The next day we departed early from our hotel and this time headed east towards Famagusta. Famagusta is a strange city, having large sections of its suburbs fenced-off after Turkish invasion and occupation in the mid-70s, but still being an operational commercial hub.
There are a number of so-called ghost-towns around the city, where abandoned houses (some partially built) still stand as an eerie reminder of the invasion.
We started our exploration by walking atop the citadel walls (the Victory Monument in the distance on the roundabout):
Famagusta’s old cathedral, now the Lala Mustafa Pasha Mosque:
No idea what this was, but red is usually a sign to stay away:
Our ultimate destination was the far eastern tip of the island, Altınkum Plajı, but first we drove up the eastern coast to the Salamis Ancient City.
Salamis was an ancient Greek city-state and excavations in the 20th century uncovered a Roman amphitheatre:
Liz put on a performance for the encaptivated crowd:
Ancient statues are far more fun than fairground cardboard cut-outs:
The place was literally deserted, and it was so hot, so why not…:
I’ve often thought this would make a great canvas print:
Altınkum Plajı, or the Golden Beach, is situated almost as far north east as you can go, and that was our final destination for some food and relaxation before heading back.
The beach lived-up to its name:
It was possible to stay on the beach in small huts, but we only found out on arrival.
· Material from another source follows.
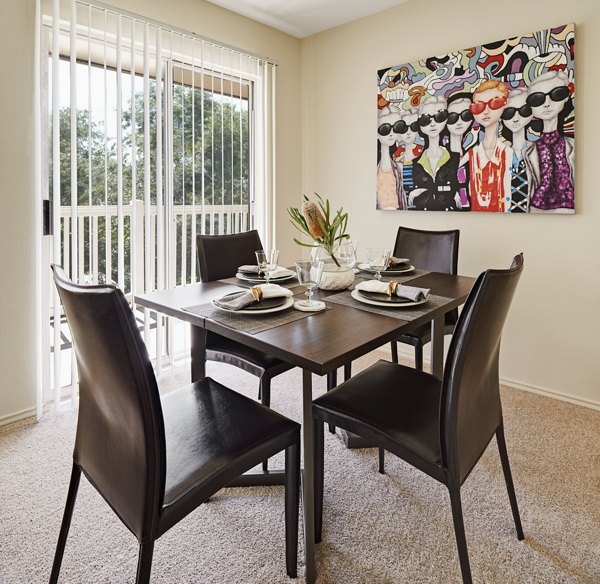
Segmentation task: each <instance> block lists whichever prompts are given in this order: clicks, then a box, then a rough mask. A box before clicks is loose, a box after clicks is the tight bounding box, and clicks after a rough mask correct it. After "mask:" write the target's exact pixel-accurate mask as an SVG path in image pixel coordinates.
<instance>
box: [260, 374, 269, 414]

However, wild donkeys soon made up for that disappointment:
The donkey is Liz’s favourite animal by a long way:
The drive back to our hotel was long but the day had been fantastic and completely worth it. The places were visually stunning and we had so much fun in the amphitheatre, on the beach and in the water.
The last day of the trip was match day. We had no place to stay at the end of the day as the flight home from Larnaca airport was around 04.00 the next morning.
Mosquée Selimiye:
Nicosia’s surrounding mountain range with the flag of Northern Cyprus:
After some last minutes pictures from internationally unrecognised Cyprus we crossed back over into internationally recognised Cyprus and met-up with Steve Austins, his sister-in-law, and Big Rob for brunch.
Steve and Rob were going to the match with me but Steve and his in-laws had kindly offered to keep Liz company at their home. First we had to collect our match tickets from the ground. Steve drove, Rob navigated, and I appeared on BBC Radio Wales via phone from the back seat for a short live interview on our chances of victory and qualification!
After a few drinks at Steve’s in-laws’ home (which included a pool!), Rob, Steve and I were taken for food by Steve’s brother-in-laws, who were also match-bound.
The atmosphere in the GSP Stadium was somewhat muted throughout, which we put down to the late kick-off, the heat, and the fact many fans seemed to be at the tail-end of half a day’s drinking.
Pre-match selfie:
The GSP Stadium:
Thankfully, Mr Bale delivered eight minutes from time, heading home a Jazz Richards cross to keep us on target for a top two finish.
Post-match, Liz and I were re-united in a bus depot where we got a bus to the airport. Liz slept whilst I drank beer and watched football highlights until we needed to board.
The whole trip was fantastic. Great weather, great food, great (and addictive) Turkish coffee, plenty of stunning scenery and gorgeous sunsets. Then there was the fun train travel, the beautiful wildlife, Steve’s family’s generosity, and of course the right football result.